Sans attendre de réponse, le kaaran quitta le cratère. Autour de lui, il remarqua que l’attention des gardes était rivée sur lui. C’était mal vu de brusquer une kaarane dans Kahomi, même s’il s’agissait de sa sœur. Il dut lutter pour les ignorer, ne pas déclencher une guerre. Du moins pas pour le moment.
Il traversa Kahomi seul. D’autres familles l’entouraient. Certaines étaient silencieuses, aucune ne pouvait mettre de mot sur la séparation à venir. Au contraire de celles qui riaient. Dans celles-ci, les mots étaient remplacés par des câlins, des clins d’œils complices. Comme une misérable farce, les torches de Kahomi se reflétaient sur les cheveux clairs des enfants envoyés en terre inconnue. Malgré leur âge plus avancé que Jario, il apercevait le doute et la peur dans leurs yeux. Qui n’interrogerait pas le système devant de telles actions ?

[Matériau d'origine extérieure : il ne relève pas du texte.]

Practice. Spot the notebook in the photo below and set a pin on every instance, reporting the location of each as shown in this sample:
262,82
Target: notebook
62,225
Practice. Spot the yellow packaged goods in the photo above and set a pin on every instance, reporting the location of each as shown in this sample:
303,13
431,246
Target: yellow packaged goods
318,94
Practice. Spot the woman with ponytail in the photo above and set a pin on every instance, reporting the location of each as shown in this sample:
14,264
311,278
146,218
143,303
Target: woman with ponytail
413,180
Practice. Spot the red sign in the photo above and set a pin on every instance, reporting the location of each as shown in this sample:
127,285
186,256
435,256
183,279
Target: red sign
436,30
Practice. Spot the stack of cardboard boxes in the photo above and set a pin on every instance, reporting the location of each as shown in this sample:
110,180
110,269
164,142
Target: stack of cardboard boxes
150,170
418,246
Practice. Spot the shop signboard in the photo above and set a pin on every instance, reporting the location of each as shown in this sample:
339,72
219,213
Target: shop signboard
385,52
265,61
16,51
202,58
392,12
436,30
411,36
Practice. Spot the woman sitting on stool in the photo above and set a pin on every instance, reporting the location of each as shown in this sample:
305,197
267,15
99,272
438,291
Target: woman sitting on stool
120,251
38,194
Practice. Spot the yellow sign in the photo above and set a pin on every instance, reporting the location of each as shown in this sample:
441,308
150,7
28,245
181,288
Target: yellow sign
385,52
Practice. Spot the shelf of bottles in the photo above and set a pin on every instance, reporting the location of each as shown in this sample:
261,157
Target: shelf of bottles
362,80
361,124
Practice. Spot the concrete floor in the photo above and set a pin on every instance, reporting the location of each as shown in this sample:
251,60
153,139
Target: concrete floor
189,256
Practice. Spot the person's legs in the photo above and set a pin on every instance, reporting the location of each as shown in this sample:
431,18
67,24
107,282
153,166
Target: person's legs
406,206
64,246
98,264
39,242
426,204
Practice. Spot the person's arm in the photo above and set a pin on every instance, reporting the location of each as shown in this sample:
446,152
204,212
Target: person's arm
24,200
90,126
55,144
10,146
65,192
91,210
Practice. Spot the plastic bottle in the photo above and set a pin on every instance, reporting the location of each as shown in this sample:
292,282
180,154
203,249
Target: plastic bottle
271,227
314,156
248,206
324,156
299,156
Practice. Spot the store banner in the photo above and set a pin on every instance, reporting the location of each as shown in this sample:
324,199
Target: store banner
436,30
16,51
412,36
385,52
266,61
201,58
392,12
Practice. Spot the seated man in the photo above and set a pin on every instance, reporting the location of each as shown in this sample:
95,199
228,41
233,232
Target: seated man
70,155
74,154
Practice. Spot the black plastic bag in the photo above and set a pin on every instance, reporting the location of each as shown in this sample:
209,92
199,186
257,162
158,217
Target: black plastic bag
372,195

Jario se retenait de ne pas craquer. Sa grande sœur partait, lui et les siens s’y étaient préparés, mais la douleur était quand même là. Surtout après cette trahison par Miona. Il savait qu’Oalane préparait quelque chose, c’était une terrible menteuse. Si seulement elle l’avait prévenu, c’était lui le malin de la famille, tout le monde le savait. La douleur s’atténuait à présent. Derrière lui, il sentait qu’on le suivait. Mais il savait qui, alors il continua de marcher. C’était eux qui prenait de sa douleur. À chaque pas, leur soutien le poussait au suivant.
Alors le mouvement changea la douleur en autre chose. Il repensa au regard de Miona durant la soirée. Il repensa à l’air inquisiteur sur les visages des elkas et de la Kamelan. Cet air supérieur qu’elles se donnaient. Le regard effrayé de sa sœur, la violence de la garaho, l’injustice du système. Jario s’arrêta devant la prison où était enfermée Oalane. Comme tous les bâtiments de la ville, elle avait été creusée dans la roche. De toutes petites fenêtres sombres indiquaient qu’aucune torche n’y était allumée. L’image d’Oalane, prostrée dans le noir, envahit Jario. Ce n’était pas sa place, pas plus qu’à Kahosi. Elle avait toujours été seule, après tout, qui voudrait être ami avec une kaarane dont le destin serait de vivre hors de la ville ?
C’était la colère qui l’envahissait, la rage de n’avoir rien pu faire pour sa famille. Les poings serrés, il souffla :
— La loi Kahoran… Quelle belle injustice. Imposer une loi pour séparer des familles.
Derrière lui, le silence lui faisait comprendre qu’ils étaient attentifs.
— Depuis de nombreuses années personne n’a jamais rien dit. Mais c’est fini, mes amis, je me vengerai de ce système.
Une main se posa alors sur son épaule et un murmure d’assentiment résonna dans son dos.